In a first-of-its-kind case, the Justice Department is prosecuting an Internet troll, using a Reconstruction-era law to claim that a series of social media memes were “an attempt to deprive individuals of their constitutional right to vote.” “

During the 2016 election season, Douglas Mackey was a far-right Twitter user named “Ricky Vaughan”. Mackey often posts pro-Trump memes and comments to his 58,000 followers. An MIT Media Lab analysis claimed he had more influence in the 2016 election than NBC News.

At one point he posted a series of images intended to trick Hillary Clinton supporters into thinking they could vote via text. “Skip the line. Vote from home,” one of the images read over a Clinton-branded backdrop. Text ‘Hillary’ to 59925. At least 4,900 people texted the number before Election Day, according to a Justice Department press release.

Federal officials say it was a deliberate attempt to violate voters’ constitutional rights. On January 27, 2021, they charged McKee with conspiracy “to injure, oppress, threaten, and intimidate one or more persons in the free exercise and enjoyment of a right and privilege protected by the Constitution and laws of the United States: to vote.” rights.” Their case rested on an 1870 law designed to prevent violent white supremacist mobs from preventing black citizens from voting. The Justice Department believes this is the first time an American has faced criminal charges for misinformation on Twitter.

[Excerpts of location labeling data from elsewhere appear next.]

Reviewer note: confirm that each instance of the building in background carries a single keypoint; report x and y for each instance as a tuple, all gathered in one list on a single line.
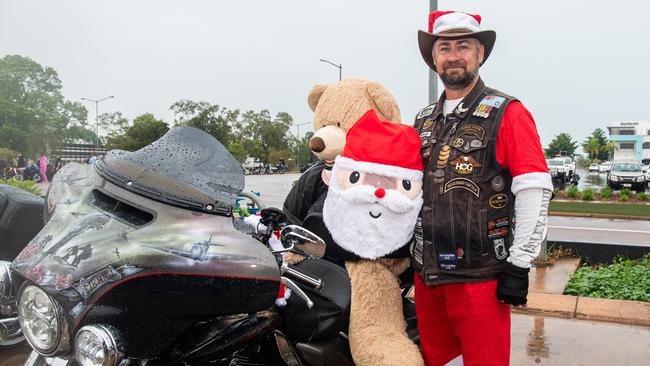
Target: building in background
[(632, 139)]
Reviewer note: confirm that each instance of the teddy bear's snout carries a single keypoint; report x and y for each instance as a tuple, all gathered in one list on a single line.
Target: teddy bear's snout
[(316, 144)]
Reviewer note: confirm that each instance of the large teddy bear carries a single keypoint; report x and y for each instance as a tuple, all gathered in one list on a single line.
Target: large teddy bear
[(373, 202), (336, 108)]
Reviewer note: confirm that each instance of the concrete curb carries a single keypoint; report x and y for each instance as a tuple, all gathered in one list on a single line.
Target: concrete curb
[(598, 216), (587, 308)]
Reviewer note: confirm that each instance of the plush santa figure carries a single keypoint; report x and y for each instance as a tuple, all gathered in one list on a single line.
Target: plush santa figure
[(373, 202)]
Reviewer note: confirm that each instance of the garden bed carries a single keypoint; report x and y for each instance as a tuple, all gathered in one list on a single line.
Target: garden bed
[(624, 279)]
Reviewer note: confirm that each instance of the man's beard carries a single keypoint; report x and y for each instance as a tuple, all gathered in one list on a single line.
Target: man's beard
[(457, 81), (351, 218)]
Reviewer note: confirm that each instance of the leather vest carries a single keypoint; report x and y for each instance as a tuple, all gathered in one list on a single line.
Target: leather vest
[(465, 226)]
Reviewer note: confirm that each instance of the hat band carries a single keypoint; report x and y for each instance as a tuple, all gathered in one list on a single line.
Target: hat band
[(379, 169)]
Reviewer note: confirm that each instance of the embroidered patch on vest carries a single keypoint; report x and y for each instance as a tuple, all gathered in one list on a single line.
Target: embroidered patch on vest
[(486, 105), (462, 183), (472, 130), (500, 248), (465, 164), (493, 101), (498, 233), (426, 111), (500, 222), (482, 111), (498, 183), (499, 201)]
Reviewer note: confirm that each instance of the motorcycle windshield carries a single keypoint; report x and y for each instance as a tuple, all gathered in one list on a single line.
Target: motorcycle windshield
[(185, 168)]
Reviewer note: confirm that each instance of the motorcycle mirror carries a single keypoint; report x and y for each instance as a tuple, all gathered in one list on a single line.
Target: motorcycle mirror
[(303, 239)]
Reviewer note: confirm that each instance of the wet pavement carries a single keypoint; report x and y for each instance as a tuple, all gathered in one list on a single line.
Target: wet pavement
[(538, 340), (595, 230), (594, 180), (552, 279)]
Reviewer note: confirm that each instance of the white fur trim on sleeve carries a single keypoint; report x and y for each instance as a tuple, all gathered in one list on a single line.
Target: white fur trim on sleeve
[(531, 180), (381, 169), (531, 211)]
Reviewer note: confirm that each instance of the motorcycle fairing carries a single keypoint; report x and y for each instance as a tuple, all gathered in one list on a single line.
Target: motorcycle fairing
[(98, 263), (185, 168)]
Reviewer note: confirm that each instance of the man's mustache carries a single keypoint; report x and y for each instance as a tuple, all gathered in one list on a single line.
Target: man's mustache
[(450, 65)]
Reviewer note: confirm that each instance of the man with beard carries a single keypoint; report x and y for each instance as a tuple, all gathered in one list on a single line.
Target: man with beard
[(483, 163), (373, 202)]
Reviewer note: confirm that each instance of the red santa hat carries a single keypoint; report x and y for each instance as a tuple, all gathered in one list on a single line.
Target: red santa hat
[(384, 148)]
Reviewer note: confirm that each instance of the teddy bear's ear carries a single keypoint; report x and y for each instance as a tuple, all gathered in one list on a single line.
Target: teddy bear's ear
[(386, 103), (315, 94)]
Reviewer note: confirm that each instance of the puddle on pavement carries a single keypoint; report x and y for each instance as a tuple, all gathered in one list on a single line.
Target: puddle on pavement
[(538, 340)]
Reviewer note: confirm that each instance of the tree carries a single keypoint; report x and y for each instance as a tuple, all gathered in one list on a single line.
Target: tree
[(561, 145), (592, 147), (211, 118), (34, 116), (145, 130), (597, 145), (265, 136)]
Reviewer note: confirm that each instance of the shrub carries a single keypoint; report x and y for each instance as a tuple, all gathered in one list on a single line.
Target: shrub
[(572, 192), (624, 279), (624, 197), (26, 185), (605, 193)]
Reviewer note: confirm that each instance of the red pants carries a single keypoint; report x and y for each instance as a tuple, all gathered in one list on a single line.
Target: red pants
[(462, 318)]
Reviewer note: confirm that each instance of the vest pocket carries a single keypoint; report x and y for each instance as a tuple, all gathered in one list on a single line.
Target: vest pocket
[(481, 244)]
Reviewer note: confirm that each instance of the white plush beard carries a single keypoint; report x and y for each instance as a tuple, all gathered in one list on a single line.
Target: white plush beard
[(346, 214)]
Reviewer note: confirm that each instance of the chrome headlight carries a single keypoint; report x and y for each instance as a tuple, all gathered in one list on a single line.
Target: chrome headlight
[(96, 345), (6, 289), (40, 319)]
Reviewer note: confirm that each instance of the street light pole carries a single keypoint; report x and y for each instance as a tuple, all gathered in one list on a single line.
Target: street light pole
[(339, 66), (96, 101), (433, 79), (298, 146)]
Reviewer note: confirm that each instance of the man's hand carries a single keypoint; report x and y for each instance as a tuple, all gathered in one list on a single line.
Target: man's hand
[(513, 284)]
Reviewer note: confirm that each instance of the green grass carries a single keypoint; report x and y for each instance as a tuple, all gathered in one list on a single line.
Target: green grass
[(601, 208), (26, 185), (624, 279)]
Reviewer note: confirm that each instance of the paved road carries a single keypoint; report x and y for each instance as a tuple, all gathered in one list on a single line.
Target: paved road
[(538, 340), (592, 230), (593, 180)]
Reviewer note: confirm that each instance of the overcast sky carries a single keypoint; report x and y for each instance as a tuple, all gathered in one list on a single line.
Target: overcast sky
[(575, 64)]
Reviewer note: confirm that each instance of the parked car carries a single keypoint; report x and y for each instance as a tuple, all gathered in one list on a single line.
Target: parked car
[(559, 169), (627, 174), (605, 167), (569, 163)]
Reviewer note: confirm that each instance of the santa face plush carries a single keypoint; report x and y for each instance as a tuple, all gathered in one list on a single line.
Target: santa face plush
[(375, 191)]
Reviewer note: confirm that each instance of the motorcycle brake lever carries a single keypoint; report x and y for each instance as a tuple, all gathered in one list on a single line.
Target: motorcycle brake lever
[(291, 285)]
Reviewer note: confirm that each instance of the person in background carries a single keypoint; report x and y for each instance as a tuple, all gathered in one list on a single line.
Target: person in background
[(42, 165)]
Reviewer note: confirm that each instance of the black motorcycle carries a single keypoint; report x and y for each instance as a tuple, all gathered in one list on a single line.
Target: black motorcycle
[(142, 263), (281, 167)]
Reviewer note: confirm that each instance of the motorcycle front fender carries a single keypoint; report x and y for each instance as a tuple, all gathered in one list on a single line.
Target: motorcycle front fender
[(35, 359)]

McKee tried to have the case dismissed in district court last month, arguing that his tweets were satirical and First Amendment-protected. His motion to dismiss was denied. Judge Nicholas G. Garoufis wrote, “This case is about conspiracy and injury, not speech….As applied to the indictment, the statute is used to prosecute a conspiracy to defraud people from voting — conduct effective through speech — not to effectuate that goal. A special offense for pronunciation.”

Aaron Terr, an attorney with the Foundation for Individual Rights and Expression, disagrees. “The First Amendment presumptively protects all speech unless it falls into a specific, narrowly defined category established by the Supreme Court. And the First Amendment does not provide a general exemption for false speech,” he says. “There are certain types of false speech that are exempt from the First Amendment, such as defamation or fraud,” but McKee’s speech clearly does not fall into either category.

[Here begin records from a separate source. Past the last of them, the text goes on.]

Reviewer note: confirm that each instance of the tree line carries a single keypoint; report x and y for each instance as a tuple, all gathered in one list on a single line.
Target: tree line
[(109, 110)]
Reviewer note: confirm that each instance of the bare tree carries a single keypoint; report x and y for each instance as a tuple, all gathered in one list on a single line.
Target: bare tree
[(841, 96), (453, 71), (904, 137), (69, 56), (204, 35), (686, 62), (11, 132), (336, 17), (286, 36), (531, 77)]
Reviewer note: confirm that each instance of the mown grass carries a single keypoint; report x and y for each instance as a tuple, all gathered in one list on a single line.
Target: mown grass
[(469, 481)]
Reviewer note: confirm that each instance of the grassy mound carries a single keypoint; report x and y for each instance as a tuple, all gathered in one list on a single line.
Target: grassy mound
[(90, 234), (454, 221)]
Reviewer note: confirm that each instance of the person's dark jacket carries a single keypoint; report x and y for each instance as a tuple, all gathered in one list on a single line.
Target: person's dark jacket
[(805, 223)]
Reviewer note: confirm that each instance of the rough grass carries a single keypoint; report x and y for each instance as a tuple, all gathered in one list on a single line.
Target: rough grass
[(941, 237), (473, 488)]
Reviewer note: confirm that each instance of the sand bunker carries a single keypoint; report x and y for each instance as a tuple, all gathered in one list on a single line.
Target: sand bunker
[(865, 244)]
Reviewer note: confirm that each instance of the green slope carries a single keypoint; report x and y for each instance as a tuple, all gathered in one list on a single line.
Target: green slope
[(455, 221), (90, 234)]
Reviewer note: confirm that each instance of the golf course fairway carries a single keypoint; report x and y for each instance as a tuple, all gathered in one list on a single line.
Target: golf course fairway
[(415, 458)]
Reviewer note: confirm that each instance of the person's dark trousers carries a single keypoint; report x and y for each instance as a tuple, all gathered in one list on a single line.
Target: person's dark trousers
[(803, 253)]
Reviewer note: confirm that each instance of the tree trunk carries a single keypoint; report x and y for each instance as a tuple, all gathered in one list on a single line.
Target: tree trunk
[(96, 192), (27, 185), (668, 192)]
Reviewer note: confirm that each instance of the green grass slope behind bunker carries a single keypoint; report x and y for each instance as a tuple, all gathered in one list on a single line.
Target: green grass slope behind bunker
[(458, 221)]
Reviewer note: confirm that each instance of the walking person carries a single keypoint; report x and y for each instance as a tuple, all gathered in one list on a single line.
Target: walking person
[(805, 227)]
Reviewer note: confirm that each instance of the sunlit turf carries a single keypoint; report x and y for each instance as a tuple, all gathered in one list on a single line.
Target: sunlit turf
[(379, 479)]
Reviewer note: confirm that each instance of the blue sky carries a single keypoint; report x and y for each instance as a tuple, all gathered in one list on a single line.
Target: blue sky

Eugene Volokh, a professor at the UCLA School of Law, recently offered a suggestion tablets The article states that “narrow and narrowly defined statutes that prohibit lying about the voting process are probably constitutional” but also notes that “there is no such clear and narrow federal statute” in Mackey’s case. He added that when similar issues come up in court, judges are generally “quite skeptical of general prohibitions on election perjury.”

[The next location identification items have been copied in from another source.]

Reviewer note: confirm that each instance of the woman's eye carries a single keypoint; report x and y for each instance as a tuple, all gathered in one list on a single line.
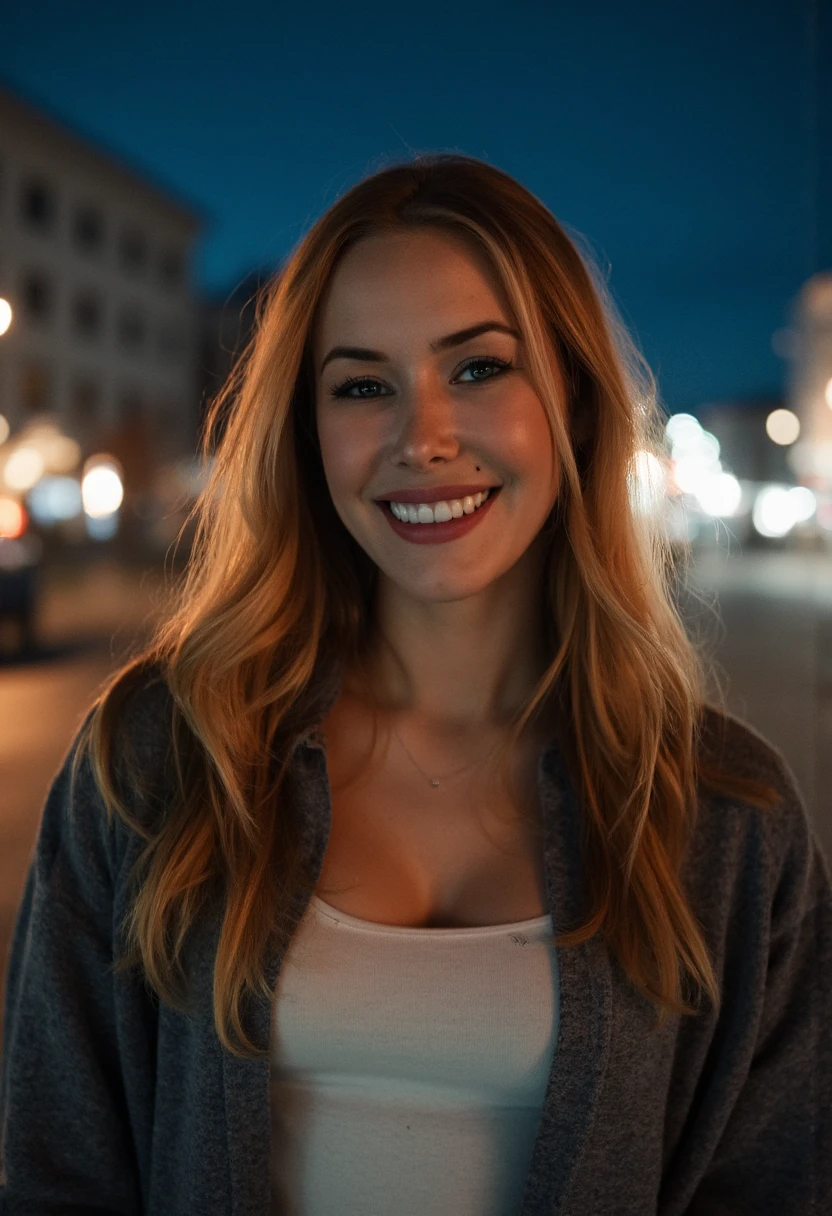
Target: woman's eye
[(346, 387)]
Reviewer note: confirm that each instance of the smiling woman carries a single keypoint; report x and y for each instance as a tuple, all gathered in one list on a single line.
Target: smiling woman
[(271, 925)]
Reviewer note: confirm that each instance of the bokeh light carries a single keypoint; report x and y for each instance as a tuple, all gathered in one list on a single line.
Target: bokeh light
[(23, 468), (782, 427)]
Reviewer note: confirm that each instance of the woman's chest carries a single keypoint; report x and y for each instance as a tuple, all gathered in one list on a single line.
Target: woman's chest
[(402, 851)]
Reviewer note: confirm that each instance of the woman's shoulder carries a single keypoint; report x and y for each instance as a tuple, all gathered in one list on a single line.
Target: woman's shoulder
[(781, 831), (730, 742)]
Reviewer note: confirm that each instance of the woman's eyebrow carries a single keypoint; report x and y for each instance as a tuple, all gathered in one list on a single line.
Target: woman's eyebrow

If McKee is convicted, it would pave the way for direct government regulation of a wide range of speech labeled as election “distractions.” The consequences could be far-reaching – perhaps a range of anti-suffrage speech could be the subject of criminal prosecution

“I suppose you could reasonably ask what would happen [the Justice Department’s interpretation of the law] Applies to something like discouraging people from voting? What if a large number of citizens sit on election day? Is it damaging the election process? Is it harming democracy?…Giving the government that kind of authority is dangerous.”